How to Handle Consistency in Training Inference

This section introduces how to ensure consistency between deployment results and training results, as well as debugging experience.

Common Inconsistencies

  • Inconsistencies between GPU decoding and preprocessing and the libraries used during training.

  • For CPU decoding and preprocessing using OpenCV, training and inference results are usually consistent. However, in some environments, differences in CPU versions, underlying libraries (libjpeg, libjpeg-turbo), compilation methods (WITH_IPP=ON/OFF), and other factors may cause some differences in results.

  • Differences in processes, such as different results when resizing the same image and sending it as an uint8 type or a float type.
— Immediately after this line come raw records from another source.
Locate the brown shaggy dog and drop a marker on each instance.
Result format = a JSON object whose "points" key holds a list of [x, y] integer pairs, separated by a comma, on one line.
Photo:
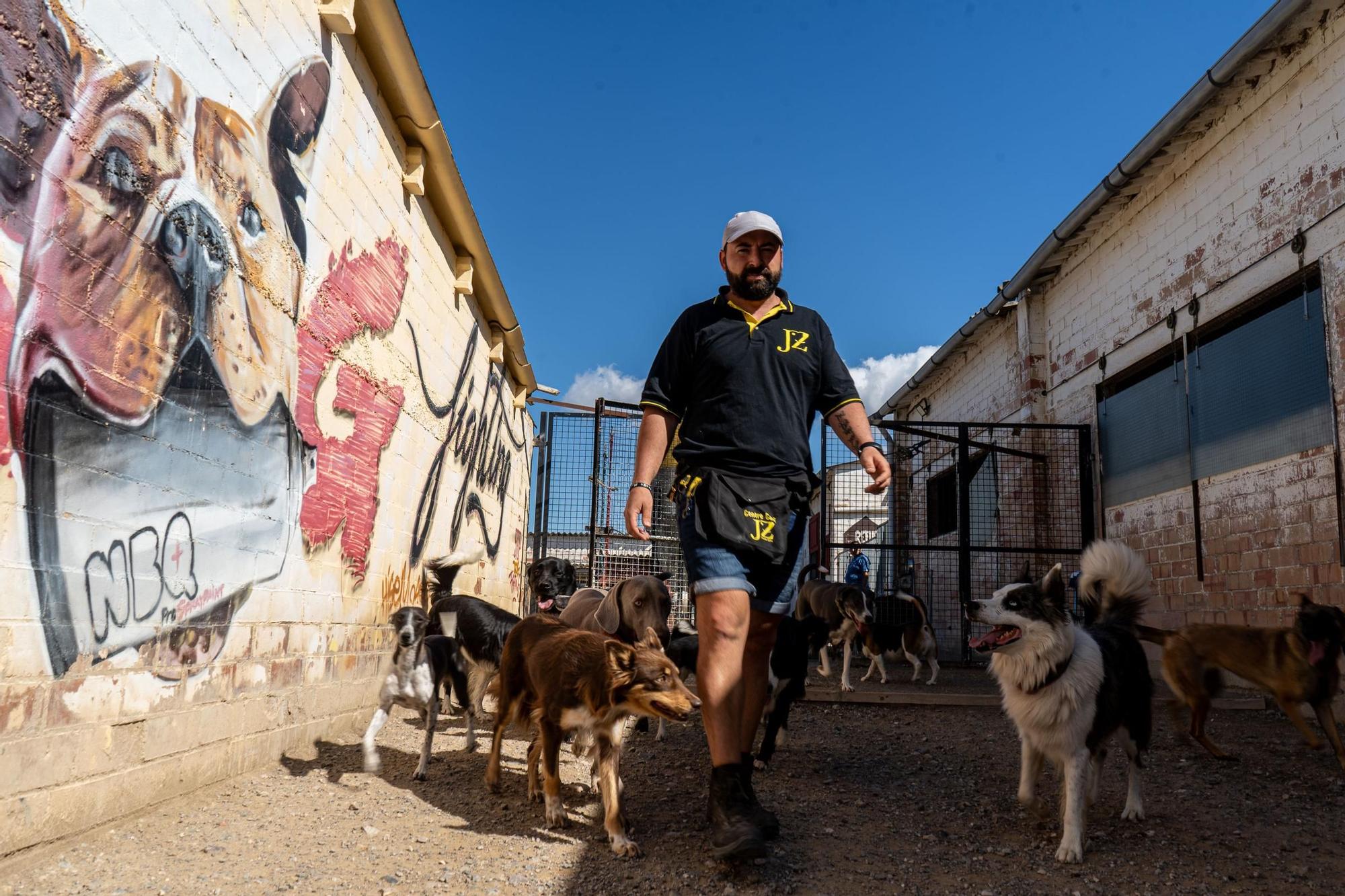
{"points": [[563, 680], [1297, 665]]}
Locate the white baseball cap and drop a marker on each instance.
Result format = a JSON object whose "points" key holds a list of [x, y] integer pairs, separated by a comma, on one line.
{"points": [[747, 222]]}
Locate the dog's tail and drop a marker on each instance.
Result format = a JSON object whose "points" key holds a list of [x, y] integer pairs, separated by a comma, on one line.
{"points": [[440, 573], [1116, 580], [1153, 635], [921, 607]]}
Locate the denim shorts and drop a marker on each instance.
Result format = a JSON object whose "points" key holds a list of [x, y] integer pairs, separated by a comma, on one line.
{"points": [[773, 588]]}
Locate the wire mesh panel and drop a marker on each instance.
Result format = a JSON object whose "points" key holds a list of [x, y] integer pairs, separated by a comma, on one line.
{"points": [[970, 505], [584, 473]]}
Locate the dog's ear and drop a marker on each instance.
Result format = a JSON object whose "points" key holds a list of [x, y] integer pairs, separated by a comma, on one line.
{"points": [[1054, 585], [621, 661], [609, 615], [294, 124], [42, 54]]}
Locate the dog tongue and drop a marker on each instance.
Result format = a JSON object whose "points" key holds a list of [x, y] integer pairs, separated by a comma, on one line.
{"points": [[989, 639]]}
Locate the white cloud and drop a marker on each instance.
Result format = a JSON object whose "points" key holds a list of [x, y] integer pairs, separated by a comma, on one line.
{"points": [[605, 381], [878, 378]]}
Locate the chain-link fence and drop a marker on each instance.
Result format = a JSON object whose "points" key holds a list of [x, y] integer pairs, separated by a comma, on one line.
{"points": [[584, 470], [970, 505]]}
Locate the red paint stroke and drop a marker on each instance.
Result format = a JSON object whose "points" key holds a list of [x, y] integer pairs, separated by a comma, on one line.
{"points": [[7, 319], [360, 294]]}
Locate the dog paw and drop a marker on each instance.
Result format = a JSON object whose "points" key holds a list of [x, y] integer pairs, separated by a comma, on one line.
{"points": [[625, 848], [1070, 853]]}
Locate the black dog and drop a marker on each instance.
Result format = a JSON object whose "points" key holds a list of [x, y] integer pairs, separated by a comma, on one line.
{"points": [[482, 628], [789, 677], [684, 650], [420, 663], [551, 583]]}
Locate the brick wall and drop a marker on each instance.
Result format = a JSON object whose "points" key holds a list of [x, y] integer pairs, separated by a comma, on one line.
{"points": [[1214, 222], [244, 401]]}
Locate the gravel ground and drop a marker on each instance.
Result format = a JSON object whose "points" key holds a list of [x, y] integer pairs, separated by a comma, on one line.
{"points": [[872, 798]]}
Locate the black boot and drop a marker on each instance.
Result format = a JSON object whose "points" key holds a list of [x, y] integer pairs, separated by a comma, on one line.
{"points": [[734, 834], [762, 817]]}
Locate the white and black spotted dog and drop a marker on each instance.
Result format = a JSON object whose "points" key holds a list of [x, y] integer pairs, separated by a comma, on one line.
{"points": [[1070, 686], [420, 663]]}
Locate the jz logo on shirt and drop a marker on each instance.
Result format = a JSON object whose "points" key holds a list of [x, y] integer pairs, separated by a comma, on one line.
{"points": [[794, 341], [765, 526]]}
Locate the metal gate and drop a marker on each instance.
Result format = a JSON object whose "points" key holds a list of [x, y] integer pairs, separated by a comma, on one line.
{"points": [[970, 503], [584, 469]]}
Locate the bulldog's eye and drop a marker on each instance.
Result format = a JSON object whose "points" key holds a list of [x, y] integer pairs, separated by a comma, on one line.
{"points": [[119, 171], [251, 220]]}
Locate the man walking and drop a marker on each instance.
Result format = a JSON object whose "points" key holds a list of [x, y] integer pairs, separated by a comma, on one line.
{"points": [[743, 373]]}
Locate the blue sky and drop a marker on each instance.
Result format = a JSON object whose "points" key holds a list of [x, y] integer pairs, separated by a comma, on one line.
{"points": [[915, 154]]}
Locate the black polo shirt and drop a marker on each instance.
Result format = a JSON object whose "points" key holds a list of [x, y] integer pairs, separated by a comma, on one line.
{"points": [[746, 389]]}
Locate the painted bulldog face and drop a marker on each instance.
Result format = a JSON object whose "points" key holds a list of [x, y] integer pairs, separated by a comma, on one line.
{"points": [[154, 357]]}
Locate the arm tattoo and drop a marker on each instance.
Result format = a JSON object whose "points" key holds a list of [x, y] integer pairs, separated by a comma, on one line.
{"points": [[845, 431]]}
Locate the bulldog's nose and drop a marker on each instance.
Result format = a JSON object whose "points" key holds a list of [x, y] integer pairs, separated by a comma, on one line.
{"points": [[193, 244]]}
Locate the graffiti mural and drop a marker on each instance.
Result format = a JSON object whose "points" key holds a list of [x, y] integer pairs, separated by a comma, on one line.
{"points": [[360, 294], [484, 442], [174, 360]]}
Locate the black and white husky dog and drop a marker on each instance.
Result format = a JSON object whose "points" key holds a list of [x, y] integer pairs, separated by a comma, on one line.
{"points": [[1069, 686]]}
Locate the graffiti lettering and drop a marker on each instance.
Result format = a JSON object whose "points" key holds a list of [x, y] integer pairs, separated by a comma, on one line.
{"points": [[484, 443], [131, 579], [362, 294]]}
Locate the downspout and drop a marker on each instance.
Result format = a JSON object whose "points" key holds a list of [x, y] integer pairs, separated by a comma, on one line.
{"points": [[1168, 127]]}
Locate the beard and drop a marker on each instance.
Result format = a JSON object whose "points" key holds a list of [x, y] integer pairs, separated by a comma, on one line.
{"points": [[755, 290]]}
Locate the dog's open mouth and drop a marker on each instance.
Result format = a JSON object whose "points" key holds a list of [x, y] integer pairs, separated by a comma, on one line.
{"points": [[153, 536], [996, 638]]}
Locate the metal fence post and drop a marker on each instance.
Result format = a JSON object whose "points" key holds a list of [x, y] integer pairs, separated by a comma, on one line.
{"points": [[598, 463], [964, 526]]}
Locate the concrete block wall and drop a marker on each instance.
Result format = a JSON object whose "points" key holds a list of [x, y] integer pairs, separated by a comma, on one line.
{"points": [[1214, 224], [244, 404]]}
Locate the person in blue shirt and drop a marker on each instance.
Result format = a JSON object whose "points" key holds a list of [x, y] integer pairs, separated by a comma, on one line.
{"points": [[857, 573]]}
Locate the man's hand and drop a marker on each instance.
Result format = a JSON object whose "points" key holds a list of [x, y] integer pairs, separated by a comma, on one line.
{"points": [[875, 464], [640, 503]]}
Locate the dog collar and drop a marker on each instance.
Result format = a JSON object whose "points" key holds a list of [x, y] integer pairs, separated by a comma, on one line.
{"points": [[1054, 676]]}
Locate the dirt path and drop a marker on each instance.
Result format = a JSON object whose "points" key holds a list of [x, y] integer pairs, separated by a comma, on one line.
{"points": [[872, 799]]}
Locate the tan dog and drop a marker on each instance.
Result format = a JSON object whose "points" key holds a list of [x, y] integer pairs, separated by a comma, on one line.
{"points": [[560, 680], [1297, 665]]}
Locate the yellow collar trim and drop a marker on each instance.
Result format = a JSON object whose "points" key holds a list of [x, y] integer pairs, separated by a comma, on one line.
{"points": [[755, 322]]}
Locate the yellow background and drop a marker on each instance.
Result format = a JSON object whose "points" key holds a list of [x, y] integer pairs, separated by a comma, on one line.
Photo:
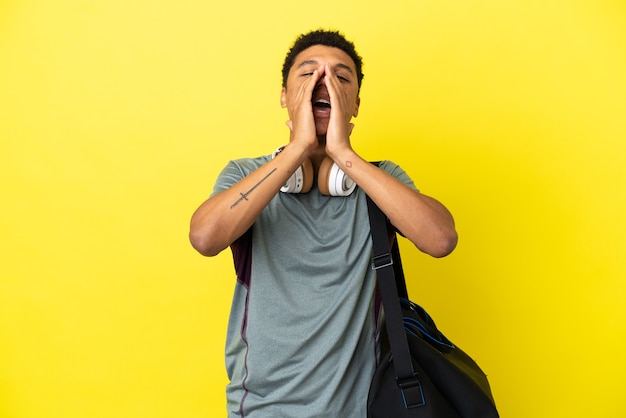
{"points": [[117, 115]]}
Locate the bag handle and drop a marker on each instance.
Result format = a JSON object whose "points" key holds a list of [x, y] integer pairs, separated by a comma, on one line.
{"points": [[383, 264]]}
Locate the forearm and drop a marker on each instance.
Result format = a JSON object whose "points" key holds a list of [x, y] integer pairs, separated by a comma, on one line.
{"points": [[420, 218], [223, 218]]}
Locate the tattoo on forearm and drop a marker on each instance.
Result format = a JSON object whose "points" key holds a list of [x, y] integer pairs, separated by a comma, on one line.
{"points": [[244, 196]]}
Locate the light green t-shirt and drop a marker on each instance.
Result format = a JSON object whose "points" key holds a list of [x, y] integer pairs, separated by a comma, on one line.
{"points": [[304, 323]]}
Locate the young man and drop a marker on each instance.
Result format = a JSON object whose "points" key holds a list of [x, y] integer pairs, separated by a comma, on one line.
{"points": [[302, 335]]}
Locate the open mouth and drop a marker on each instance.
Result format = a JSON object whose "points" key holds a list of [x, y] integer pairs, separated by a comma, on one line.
{"points": [[321, 103]]}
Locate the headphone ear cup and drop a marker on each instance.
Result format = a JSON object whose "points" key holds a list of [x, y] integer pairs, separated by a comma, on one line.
{"points": [[301, 180], [332, 181]]}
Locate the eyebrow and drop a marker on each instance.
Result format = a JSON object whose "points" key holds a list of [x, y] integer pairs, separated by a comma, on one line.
{"points": [[313, 62]]}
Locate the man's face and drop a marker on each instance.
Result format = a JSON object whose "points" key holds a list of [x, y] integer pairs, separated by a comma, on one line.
{"points": [[341, 66]]}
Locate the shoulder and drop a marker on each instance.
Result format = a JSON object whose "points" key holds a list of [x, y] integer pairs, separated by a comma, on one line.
{"points": [[237, 169]]}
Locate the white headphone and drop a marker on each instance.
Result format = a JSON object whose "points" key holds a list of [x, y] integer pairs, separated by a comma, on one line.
{"points": [[331, 180]]}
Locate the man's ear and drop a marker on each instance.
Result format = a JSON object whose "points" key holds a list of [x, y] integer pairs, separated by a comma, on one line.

  • TensorRT fp16 brings some differences; fp32 may bring differences in the fourth decimal place; some models cannot do fp16 quantization for all layers and require tools for partial quantization.

  • Differences in C++ logic and Python logic.

Debugging Techniques

To locate the differences in inconsistent reasoning output during training, the following methods can be used:

  • Compare input and output line by line/node by node from start to finish. The output can be exported to the Python side, or output to a file using the following backends: SaveMat, SaveTensor, Mat2Tensor, Tensor2Mat.

  • Replace local inputs. The nodes with differences can be skipped and the subsequent processes can be compared. The following backend tools can be used: LoadTensor.

  • Save the tensor using the functions in torch_utils.hpp:

void ipipe::save(std::string name, at::Tensor input)
// Save the at::Tensor to a file. Equivalent to torch.save(name: str, tensor: torch.Tensor)

// Parameters:

// name – file path
// input – input tensor

Strategies for solving training and reasoning consistency issues

  • It is recommended to locate and skip small differences by replacing local inputs, and then continue to locate subsequent differences. Some differences can be ignored during final deployment.

  • It is recommended to perform extensive data testing before going online to prevent result errors caused by low probability errors and ensure the stability of the final deployment.

  • The input data during training can be processed online or offline using the relevant preprocessing flow at the time of deployment.

c++ first vs. python first

Due to some engineering and practical reasons (less workload to achieve high-performance goals), the current stage mainly relies on static graphs that are independent of Python to achieve the ideal acceleration effect, which makes debugging less friendly.

The good thing is that torchpipe can be gradually adopted in stages, which reduces the pain of debugging.